The Extensions tab allows an administrator to define specific application policies, issuance policies, certificate subject types, and key usage attributes for a certificate template.
Application policies are settings that inform a target that the subject holds a certificate that can be used to perform a specific task. They are represented in a certificate by an object identifier that is defined for a given application. This object identifier is included in the issued certificate. When a subject presents its certificate, the certificate can be examined by the target to verify the application policy and determine whether the subject can perform the requested action.
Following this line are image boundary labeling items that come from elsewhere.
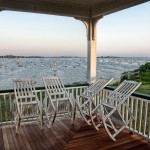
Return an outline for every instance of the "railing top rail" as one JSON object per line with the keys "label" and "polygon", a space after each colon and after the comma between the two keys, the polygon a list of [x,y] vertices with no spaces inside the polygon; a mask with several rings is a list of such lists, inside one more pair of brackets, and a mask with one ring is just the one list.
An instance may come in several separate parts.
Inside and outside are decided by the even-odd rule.
{"label": "railing top rail", "polygon": [[[68,88],[74,88],[74,87],[81,87],[81,86],[89,86],[89,84],[73,84],[73,85],[65,85],[65,87]],[[105,87],[105,89],[113,91],[116,87],[113,86],[107,86]],[[36,90],[45,90],[45,87],[36,87]],[[0,94],[5,94],[5,93],[14,93],[13,89],[9,89],[9,90],[0,90]],[[142,99],[146,99],[146,100],[150,100],[150,95],[148,94],[141,94],[141,93],[136,93],[134,92],[132,94],[132,96],[134,97],[138,97],[138,98],[142,98]]]}
{"label": "railing top rail", "polygon": [[[89,86],[89,84],[72,84],[72,85],[65,85],[66,88],[69,88],[69,87],[78,87],[78,86]],[[36,90],[44,90],[45,87],[35,87]],[[8,90],[0,90],[0,94],[1,93],[13,93],[14,90],[13,89],[8,89]]]}
{"label": "railing top rail", "polygon": [[[112,87],[112,86],[105,87],[105,89],[110,90],[110,91],[113,91],[115,88],[116,87]],[[148,94],[141,94],[141,93],[134,92],[131,96],[150,100],[150,95]]]}

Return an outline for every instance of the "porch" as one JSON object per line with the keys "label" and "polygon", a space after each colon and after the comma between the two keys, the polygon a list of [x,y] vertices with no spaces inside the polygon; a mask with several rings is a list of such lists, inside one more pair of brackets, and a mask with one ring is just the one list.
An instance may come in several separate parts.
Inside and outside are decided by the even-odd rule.
{"label": "porch", "polygon": [[[87,85],[66,87],[75,98],[80,95]],[[106,87],[98,96],[95,103],[105,98],[113,90]],[[45,89],[37,89],[39,99],[45,96]],[[44,121],[44,129],[34,122],[34,118],[21,124],[19,135],[15,134],[13,117],[14,93],[13,90],[0,93],[0,148],[1,149],[54,149],[54,150],[97,150],[97,149],[150,149],[150,96],[134,93],[129,99],[131,111],[135,117],[126,130],[121,132],[117,141],[113,142],[107,135],[104,127],[96,131],[93,126],[87,125],[79,115],[76,116],[74,125],[70,119],[56,120],[52,129]],[[120,109],[123,117],[128,118],[128,110]],[[26,120],[27,121],[27,120]],[[130,132],[133,132],[131,134]]]}

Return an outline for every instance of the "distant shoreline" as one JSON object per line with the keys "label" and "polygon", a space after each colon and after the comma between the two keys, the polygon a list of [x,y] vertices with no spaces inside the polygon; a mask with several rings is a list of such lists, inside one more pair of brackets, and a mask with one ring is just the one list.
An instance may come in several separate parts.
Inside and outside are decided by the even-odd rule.
{"label": "distant shoreline", "polygon": [[[81,56],[14,56],[5,55],[0,56],[0,58],[86,58]],[[97,58],[149,58],[144,56],[97,56]]]}

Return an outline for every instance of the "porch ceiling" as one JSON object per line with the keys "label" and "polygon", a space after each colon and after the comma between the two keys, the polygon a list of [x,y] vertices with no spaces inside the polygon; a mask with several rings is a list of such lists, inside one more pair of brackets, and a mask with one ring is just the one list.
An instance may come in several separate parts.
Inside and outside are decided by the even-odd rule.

Issuance policies, also referred to as certificate policies, define the measures that are used to identify the subject of the certificate and thereby define the level of assurance for an issued certificate. For example, your organization might require a face-to-face meeting before the certificate is issued to provide for a higher level of assurance for the issued certificate.
Certificate subject type
The certificate subject type, also referred to as the certificate template information, defines the purpose of a certificate or certificate template.
The certificate subject type extension cannot be edited. If an administrator requires a specific subject type to be applied to a certificate, the administrator should duplicate a certificate template that includes the required subject type.
A certificate enables the subject to perform a specific task. To help control the usage of a certificate outside its intended purpose, restrictions are automatically placed on certificates. Key usage is a restriction method that determines what a certificate can be used for. It allows the administrator to issue certificates that can only be used for specific tasks or certificates that can be used for a broad range of functions. If no key usage is specified, the certificate can be used for any purpose.
For signatures, key usage can be limited to one or more of the following purposes:
- Digital signature
- Signature is a proof of origin
- Certificate signing
- CRL signing
For encryption key usage, the following options are available:
- Key exchange without key encryption
- Key exchange only with key encryption
In addition to the information required by the certification authority (CA) to construct the requested certificate, a certificate request also includes attributes that describe how the certificate request was created. The certificate request attributes include the operating system version and application used to create the request, the cryptographic service provider used to generate the key pair, the certificate template the request is based on, and other details.
Attributes are automatically added to certificate requests that are created by using the Certificates snap-in and are stored in the CA database with each certificate request.